L’article 3 traite du volet purement « défense et sécurité » de la coopération.
L’article 4 porte sur la coopération agricole et le développement du monde rural.
L’article 5 a trait au volet sanitaire de la coopération, visant notamment à réduire les taux de mortalité maternelle et infantile et à améliorer l’accès aux soins.
Les articles 6 et 7 traitent de la coopération en matière d’éducation, d’enseignement supérieur et d’échanges culturels, avec l’objectif de protéger et de mettre en valeur le patrimoine archéologique, historique et artistique de l’Afghanistan.
L’article 8 développe le thème de la gouvernance démocratique, en insistant en particulier sur la protection des droits des femmes et l’accès de celles-ci à la justice.
Les articles 9 et 10 portent sur le développement des infrastructures afghanes et sur les questions économiques, financières et commerciales.
Quant aux trois derniers articles, ils sont surtout d’ordre administratif.
L’article 11 traite des dispositions fiscales relatives aux institutions et personnels français qui participent à la relation bilatérale.
L’article 12 aborde notamment les questions d’immunité relatives au personnel coopérant français.
Comme nous l’avons vu précédemment, l’article 13 prévoit que l’entrée en vigueur du traité abrogera les instruments juridiques ayant précédemment existé, c’est-à-dire l’accord de coopération culturelle et technique du 21 août 1966 entre le gouvernement de la République française et le gouvernement du Royaume d’Afghanistan, ainsi que ses annexes.
En tant qu’écologiste, je me félicite de l’inflexion vers une coopération clairement civile qu’apporte ce traité.
En effet, l’établissement et le développement d’un État de droit légitime et efficace sont les conditions indispensables à l’épanouissement d’une société civile apaisée en Afghanistan. Une réponse purement militaire ne peut être viable à long terme si l’on souhaite voir naître un Afghanistan plus démocratique et plus sûr.
En revanche, je note l’absence d’un volet environnemental dans ce traité. Je trouve ce fait fort dommageable, compte tenu des dégâts écologiques causés par les conflits successifs en Afghanistan. Ce point est souvent omis, ignoré, pourtant le colloque « guerre et environnement » organisé au Sénat le 6 mars 2008 a permis de rappeler que près de 95 % des forêts d’Afghanistan avaient été détruites au cours de décennies de conflits.
Dès 2003, un rapport du Programme des Nations unies pour l’environnement sur les conséquences des conflits en matière environnementale et sanitaire, réalisé en collaboration avec les autorités afghanes, soulignait que le pays était au bord d’un véritable désastre environnemental, constituant un frein important à sa reconstruction.

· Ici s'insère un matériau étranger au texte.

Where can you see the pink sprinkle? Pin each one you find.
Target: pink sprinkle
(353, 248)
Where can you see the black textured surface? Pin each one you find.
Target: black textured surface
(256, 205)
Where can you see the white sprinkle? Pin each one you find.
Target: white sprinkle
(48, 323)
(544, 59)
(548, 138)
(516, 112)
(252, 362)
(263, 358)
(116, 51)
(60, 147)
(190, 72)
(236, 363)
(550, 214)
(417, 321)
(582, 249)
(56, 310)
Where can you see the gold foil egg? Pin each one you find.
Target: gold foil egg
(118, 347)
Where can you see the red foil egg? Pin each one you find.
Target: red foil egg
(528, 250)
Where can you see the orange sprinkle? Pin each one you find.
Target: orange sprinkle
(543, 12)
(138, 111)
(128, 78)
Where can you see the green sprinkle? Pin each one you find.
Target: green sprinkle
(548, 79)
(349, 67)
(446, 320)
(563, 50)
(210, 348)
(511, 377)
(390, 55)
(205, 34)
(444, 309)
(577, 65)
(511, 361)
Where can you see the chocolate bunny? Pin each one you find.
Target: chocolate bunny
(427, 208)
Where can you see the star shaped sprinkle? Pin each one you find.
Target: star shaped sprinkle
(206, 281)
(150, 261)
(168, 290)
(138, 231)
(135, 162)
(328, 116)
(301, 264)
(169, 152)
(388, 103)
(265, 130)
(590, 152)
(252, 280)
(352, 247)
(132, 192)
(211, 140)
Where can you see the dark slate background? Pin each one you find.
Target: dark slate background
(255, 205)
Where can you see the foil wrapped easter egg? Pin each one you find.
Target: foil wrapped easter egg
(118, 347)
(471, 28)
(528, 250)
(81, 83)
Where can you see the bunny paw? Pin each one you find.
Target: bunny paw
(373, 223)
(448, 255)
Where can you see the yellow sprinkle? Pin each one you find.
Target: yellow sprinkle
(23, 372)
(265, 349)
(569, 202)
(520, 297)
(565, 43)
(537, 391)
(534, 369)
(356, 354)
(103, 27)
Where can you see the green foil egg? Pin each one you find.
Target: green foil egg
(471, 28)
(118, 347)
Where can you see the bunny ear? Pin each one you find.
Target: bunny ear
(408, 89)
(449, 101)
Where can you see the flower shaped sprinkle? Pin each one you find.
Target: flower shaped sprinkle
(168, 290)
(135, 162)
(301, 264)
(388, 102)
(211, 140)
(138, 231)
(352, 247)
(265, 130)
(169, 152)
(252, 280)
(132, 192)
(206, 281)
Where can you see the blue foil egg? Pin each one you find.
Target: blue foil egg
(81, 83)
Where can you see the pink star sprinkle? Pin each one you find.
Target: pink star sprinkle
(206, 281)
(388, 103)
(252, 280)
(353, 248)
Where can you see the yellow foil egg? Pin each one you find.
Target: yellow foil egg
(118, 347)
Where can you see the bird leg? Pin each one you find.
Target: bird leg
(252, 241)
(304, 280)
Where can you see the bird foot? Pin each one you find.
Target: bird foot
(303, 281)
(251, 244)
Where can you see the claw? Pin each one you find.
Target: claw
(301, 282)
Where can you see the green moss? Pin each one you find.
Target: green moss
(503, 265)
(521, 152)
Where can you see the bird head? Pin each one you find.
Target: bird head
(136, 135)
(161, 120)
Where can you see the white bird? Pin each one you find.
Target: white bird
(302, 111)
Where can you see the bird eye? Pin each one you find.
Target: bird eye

Le rapport d’évaluation avait été élaboré par une vingtaine de scientifiques afghans et internationaux ayant examiné trente-huit sites urbains répartis dans quatre villes et trente-cinq sites ruraux. Le tableau alors dressé se révéla extrêmement préoccupant. Les phénomènes de déforestation et de désertification ont été aggravés par une pollution désastreuse : décharges toxiques, réseaux d’égouts dévastés, raffineries et usines ne respectant nullement les normes.
En outre, des tests effectués sur l’eau potable révélèrent de très fortes concentrations en bactéries provenant du réseau d’égouts et constituant une menace importante pour la santé publique, les enfants étant notamment susceptibles de contracter le choléra.
Les différentes investigations menées par le Programme des Nations unies pour l’environnement avaient permis de constater l’état de délabrement des installations, les pollutions engendrées, le manque de maintenance, de moyens et de compétences dans le secteur industriel, lequel présente ainsi des risques pour les populations et les enfants qui y travaillent sans protections.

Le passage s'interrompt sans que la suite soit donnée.